Night Flight: Amelia Earhart Crosses the Atlantic by Robert Burleigh, paintings by Wendell Minor (Simon & Schuster, 2011)
Robert Burleigh uses poetic language to detail Amelia Earhart’s 1932 flight across the ocean, the first time a woman made this over-2000-mile trip solo. Readers will be engaged by the details of the weather and single-engine airplane as well as the inner journey: there’s excitement, fear, fatigue, nostalgia, and always courage. Burleigh makes use of metaphors and present-tense free verse couplets to bring out feelings with well-chosen words. Here’s an example:
“1:00 a.m. The friendly night becomes a graph of fear:
a jagged line between where-I-am and not-quite-sure.”
Wendell Minor shows the red Vega with rounded contours from many perspectives. The way he gives close-ups into the cockpit then switches to long views adds excitement.

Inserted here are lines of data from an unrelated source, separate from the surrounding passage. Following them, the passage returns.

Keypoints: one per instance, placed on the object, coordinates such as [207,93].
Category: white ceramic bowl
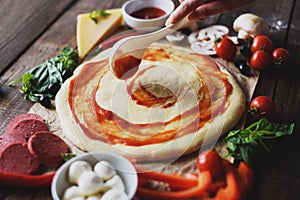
[123,166]
[134,5]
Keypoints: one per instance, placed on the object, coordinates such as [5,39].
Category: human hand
[200,9]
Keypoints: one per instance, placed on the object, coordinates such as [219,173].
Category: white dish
[155,23]
[123,166]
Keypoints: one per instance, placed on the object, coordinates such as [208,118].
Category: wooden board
[278,179]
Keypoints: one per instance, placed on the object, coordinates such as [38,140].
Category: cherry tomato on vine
[281,56]
[262,42]
[225,48]
[262,106]
[210,160]
[260,60]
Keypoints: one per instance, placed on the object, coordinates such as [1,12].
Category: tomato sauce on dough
[104,125]
[148,13]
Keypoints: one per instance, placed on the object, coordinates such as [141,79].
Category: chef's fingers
[216,7]
[184,9]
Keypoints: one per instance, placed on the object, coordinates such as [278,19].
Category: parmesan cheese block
[88,33]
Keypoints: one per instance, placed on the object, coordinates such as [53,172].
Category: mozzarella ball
[104,170]
[76,169]
[115,183]
[114,194]
[79,198]
[94,197]
[89,183]
[71,193]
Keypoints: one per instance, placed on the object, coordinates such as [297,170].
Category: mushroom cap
[250,24]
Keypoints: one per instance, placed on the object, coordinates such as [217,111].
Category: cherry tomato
[262,42]
[262,106]
[260,60]
[225,48]
[211,161]
[281,56]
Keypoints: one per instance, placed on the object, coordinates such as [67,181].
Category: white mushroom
[89,183]
[203,41]
[79,198]
[71,193]
[76,169]
[213,32]
[115,183]
[94,197]
[114,194]
[201,48]
[249,25]
[104,170]
[193,37]
[175,37]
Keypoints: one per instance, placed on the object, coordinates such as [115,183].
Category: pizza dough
[175,104]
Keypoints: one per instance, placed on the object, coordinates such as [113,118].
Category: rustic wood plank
[276,180]
[22,22]
[61,34]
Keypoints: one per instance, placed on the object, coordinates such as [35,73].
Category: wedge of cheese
[88,33]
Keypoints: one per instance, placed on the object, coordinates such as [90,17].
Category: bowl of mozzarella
[93,176]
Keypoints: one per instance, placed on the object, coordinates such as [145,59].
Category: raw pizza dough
[175,104]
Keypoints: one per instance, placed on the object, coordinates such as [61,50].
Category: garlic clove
[114,194]
[104,170]
[71,193]
[76,169]
[90,183]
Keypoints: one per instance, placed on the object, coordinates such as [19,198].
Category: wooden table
[32,31]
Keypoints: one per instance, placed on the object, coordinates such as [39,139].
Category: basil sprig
[251,143]
[36,81]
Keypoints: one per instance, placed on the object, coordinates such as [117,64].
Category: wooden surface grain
[33,31]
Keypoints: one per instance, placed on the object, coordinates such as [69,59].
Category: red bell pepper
[232,190]
[174,181]
[204,181]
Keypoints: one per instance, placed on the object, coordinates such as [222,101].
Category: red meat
[22,117]
[16,158]
[27,128]
[48,147]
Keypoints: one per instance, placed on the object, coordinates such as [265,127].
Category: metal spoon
[134,46]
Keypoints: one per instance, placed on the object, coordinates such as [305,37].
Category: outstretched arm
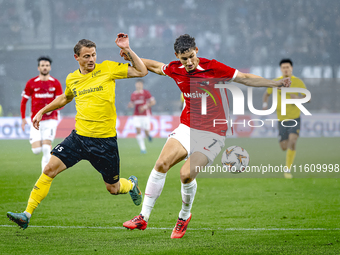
[57,103]
[258,81]
[151,65]
[137,69]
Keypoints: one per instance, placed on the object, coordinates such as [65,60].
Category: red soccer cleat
[137,222]
[180,228]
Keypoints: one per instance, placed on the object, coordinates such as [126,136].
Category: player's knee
[37,150]
[50,171]
[162,166]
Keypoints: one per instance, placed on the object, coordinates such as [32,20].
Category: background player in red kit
[142,101]
[195,138]
[42,90]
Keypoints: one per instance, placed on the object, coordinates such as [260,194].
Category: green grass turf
[238,214]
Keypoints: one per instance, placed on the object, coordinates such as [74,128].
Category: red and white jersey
[41,93]
[197,83]
[139,99]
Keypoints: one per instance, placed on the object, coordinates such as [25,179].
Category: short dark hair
[286,60]
[184,43]
[44,58]
[83,43]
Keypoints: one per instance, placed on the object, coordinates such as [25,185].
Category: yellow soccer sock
[39,192]
[290,156]
[125,186]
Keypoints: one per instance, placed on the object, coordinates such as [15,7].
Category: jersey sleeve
[301,84]
[133,97]
[223,71]
[68,91]
[148,94]
[117,70]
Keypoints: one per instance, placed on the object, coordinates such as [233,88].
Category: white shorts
[208,143]
[142,122]
[47,131]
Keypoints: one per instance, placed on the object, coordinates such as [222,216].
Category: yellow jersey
[94,94]
[292,111]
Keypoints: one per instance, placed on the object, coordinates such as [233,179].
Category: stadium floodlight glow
[238,100]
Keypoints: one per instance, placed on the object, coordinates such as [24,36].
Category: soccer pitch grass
[230,215]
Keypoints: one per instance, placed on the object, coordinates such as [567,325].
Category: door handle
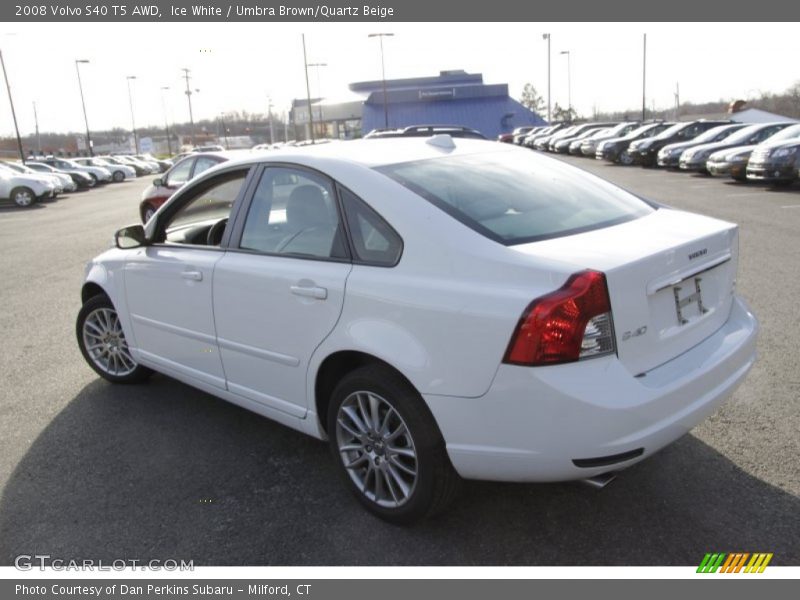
[309,292]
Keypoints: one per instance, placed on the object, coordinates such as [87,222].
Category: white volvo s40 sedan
[434,308]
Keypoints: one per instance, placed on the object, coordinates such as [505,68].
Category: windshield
[711,134]
[789,133]
[517,198]
[667,133]
[649,128]
[743,135]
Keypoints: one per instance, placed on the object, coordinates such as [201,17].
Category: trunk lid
[671,277]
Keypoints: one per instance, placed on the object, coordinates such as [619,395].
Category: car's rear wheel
[387,446]
[103,344]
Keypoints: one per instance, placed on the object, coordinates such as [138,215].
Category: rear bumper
[534,422]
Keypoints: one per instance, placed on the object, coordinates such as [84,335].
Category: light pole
[166,120]
[380,36]
[319,88]
[83,104]
[133,121]
[189,99]
[308,93]
[569,83]
[13,112]
[38,138]
[271,125]
[546,36]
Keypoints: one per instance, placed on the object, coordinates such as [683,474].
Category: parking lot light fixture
[133,120]
[380,36]
[79,62]
[546,36]
[166,120]
[13,112]
[569,82]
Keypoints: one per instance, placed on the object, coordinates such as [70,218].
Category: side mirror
[131,236]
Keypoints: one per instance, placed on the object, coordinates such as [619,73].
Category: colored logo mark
[735,562]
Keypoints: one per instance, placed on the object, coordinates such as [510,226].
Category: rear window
[515,198]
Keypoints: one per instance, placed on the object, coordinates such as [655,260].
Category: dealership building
[451,98]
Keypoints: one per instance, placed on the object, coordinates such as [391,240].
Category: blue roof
[491,115]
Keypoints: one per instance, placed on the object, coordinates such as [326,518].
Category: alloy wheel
[376,449]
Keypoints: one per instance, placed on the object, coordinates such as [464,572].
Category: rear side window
[514,198]
[374,241]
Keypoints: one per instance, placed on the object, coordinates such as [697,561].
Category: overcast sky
[237,66]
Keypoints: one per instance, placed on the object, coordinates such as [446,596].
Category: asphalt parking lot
[90,470]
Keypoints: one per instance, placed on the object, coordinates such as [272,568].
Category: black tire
[23,197]
[105,348]
[384,453]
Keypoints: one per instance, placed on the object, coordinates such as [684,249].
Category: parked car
[163,163]
[81,179]
[163,187]
[560,144]
[99,174]
[530,140]
[119,172]
[520,133]
[435,308]
[670,155]
[733,162]
[426,131]
[24,190]
[589,146]
[62,181]
[55,182]
[695,158]
[140,167]
[775,162]
[616,150]
[645,152]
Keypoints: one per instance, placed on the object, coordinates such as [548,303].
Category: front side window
[513,198]
[203,163]
[180,173]
[202,217]
[293,212]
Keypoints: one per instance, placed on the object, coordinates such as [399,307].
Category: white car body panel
[443,317]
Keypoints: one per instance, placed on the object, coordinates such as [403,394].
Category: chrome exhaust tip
[598,482]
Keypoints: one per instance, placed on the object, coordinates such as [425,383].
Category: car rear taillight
[570,324]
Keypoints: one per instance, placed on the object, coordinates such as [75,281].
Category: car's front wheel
[23,197]
[103,344]
[387,446]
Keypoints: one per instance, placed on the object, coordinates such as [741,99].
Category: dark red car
[170,182]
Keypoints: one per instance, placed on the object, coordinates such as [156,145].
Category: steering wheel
[214,235]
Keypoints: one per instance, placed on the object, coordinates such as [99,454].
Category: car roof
[378,152]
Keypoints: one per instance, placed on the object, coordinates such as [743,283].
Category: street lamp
[546,36]
[189,99]
[569,83]
[13,112]
[380,36]
[133,121]
[83,104]
[166,120]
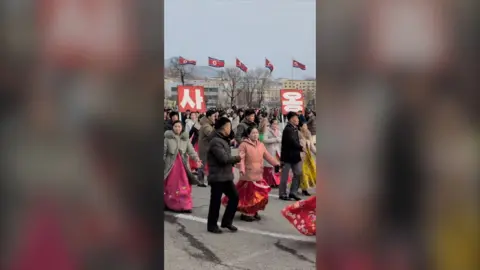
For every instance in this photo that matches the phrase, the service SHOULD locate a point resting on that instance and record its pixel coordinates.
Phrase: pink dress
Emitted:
(177, 189)
(192, 162)
(44, 246)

I love the contrast between the double page spread when Amelia Earhart leaves a wide bleak runway in Newfoundland, and the one where cows cavort across green fields when Earhart safely lands in Ireland, and “the world returns to her deafened ears.” Endpaper aficionados will enjoy the Lockheed Vega drawn in front of a map of the journey.
Robert Burleigh offers an overview of Earhart’s career in the afterword, and Wendell Minor gives us a look into his meticulous research. We also get a bibliography and quotes from Earhart on aviation, women’s rights, and determination.